Emperyalistler arası çelişkiler ve güç dengeleri üzerinden Suriye sürecinde BM'nin “atıl” kalması, ABD adına savaş taşeronluğu yapan Türk sermaye devletini hayli huzursuz ediyor. Her fırsatta bu durumdan yakınan sermaye devleti son toplantıda yine Davutoğlu aracılığıyla BM'ye serzenişte bulundu. “Artık hareket zamanı” diyen Davutoğlu "BM kurumlarının Suriye konusunda beklentilerimizin gerisinde hareket ettiğine şahit olmaktan üzüntü duyuyorum" diyerek taşeronluğunu yaptığı batılı emperyalistler adına BM'yi harekete geçmeye çağırdı.
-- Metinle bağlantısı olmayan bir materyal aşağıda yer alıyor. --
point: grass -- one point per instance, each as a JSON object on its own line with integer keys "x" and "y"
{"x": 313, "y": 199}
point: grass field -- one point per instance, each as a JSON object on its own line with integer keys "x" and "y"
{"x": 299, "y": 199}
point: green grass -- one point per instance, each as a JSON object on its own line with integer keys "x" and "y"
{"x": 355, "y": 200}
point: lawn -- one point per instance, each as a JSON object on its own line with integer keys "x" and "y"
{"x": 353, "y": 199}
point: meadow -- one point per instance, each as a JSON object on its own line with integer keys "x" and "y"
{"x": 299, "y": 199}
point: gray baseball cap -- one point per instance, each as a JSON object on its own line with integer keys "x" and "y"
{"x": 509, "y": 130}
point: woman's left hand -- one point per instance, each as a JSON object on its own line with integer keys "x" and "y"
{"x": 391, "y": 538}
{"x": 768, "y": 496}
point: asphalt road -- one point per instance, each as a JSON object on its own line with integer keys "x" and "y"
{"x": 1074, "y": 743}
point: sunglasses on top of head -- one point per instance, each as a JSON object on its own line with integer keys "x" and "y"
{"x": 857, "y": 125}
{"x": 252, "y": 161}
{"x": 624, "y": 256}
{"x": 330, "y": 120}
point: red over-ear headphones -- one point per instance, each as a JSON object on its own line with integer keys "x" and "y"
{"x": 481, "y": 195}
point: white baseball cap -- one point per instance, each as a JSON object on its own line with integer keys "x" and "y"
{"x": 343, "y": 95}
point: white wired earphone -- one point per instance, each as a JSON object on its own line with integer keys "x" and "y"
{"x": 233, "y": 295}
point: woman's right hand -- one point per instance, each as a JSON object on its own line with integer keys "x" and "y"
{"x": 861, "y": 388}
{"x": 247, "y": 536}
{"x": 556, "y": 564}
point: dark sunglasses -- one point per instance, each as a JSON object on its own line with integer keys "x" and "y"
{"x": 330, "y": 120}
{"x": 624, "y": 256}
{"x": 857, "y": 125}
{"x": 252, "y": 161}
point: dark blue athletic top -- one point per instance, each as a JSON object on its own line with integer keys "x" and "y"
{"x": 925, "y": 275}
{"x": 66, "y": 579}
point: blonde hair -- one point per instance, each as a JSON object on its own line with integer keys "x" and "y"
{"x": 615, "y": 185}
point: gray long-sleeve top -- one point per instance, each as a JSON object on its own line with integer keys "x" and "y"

Emperyalistler arası çelişkiler derinleşiyor

Öte taraftan çıkarları çelişen emperyalist ülkelerin bir masa etrafında ortak karar almaları her geçen gün daha da zorlaşıyor. Son BM Güvenlik Konseyi toplantısı bu tablonun güncel bir yansıması oldu.

Türk sermaye devleti ve SUK (Suriye Ulusal Konseyi) gibi ABD ekseninde hareket eden güçlerin işgal çağrıları kimi emperyalist güçler tarafından temkinli karşılandı. Bu çerçevede BM toplantısı öncesi konuşan İngiltere Dışişleri Bakanı William Hague “güvenli bölge” oluşturulmasının zorlukları olabileceğini ifade etti. Hague, “Güvenli bölge gibi askeri müdahale gerektirebilecek bir şey için çok daha açık olmalıyız ve tabi ki böyle bir şey çok dikkatli değerlendirilmeli” diyerek bir kez daha emperyalistler arası derinleşen çelişkilere atıfta bulundu.

Hegemonya krizinin bir başka cephesini tutan Rusya'nın tavrı ise net. Toplantıda Suriye'ye yönelik yaptırımların son bulmasını talep eden Rusya, Suriye hava sahasının uçuşa kapatılmasına ve tampon bölge oluşturulmasına karşı olduğunu bir kez daha ifade etti.

Süreç kapsamlı bir yıkıma doğru ilerliyor

Bütün bu gelişmeler bölgenin kapsamlı bir emperyalist boğazlaşmaya doğru sürüklendiğini gösteriyor. Emperyalistler arası hegemonya krizinin nasıl seyredeceği, Suriye merkezli yaşanan gelişmelerin nasıl bir boyut alacağını şimdiden kestirmek zor. Fakat olayların seyri ve ortaya çıkan olgulara bakıldığında bölgesel bir savaşın kapıya dayandığını ifade etmek yanlış olmayacaktır.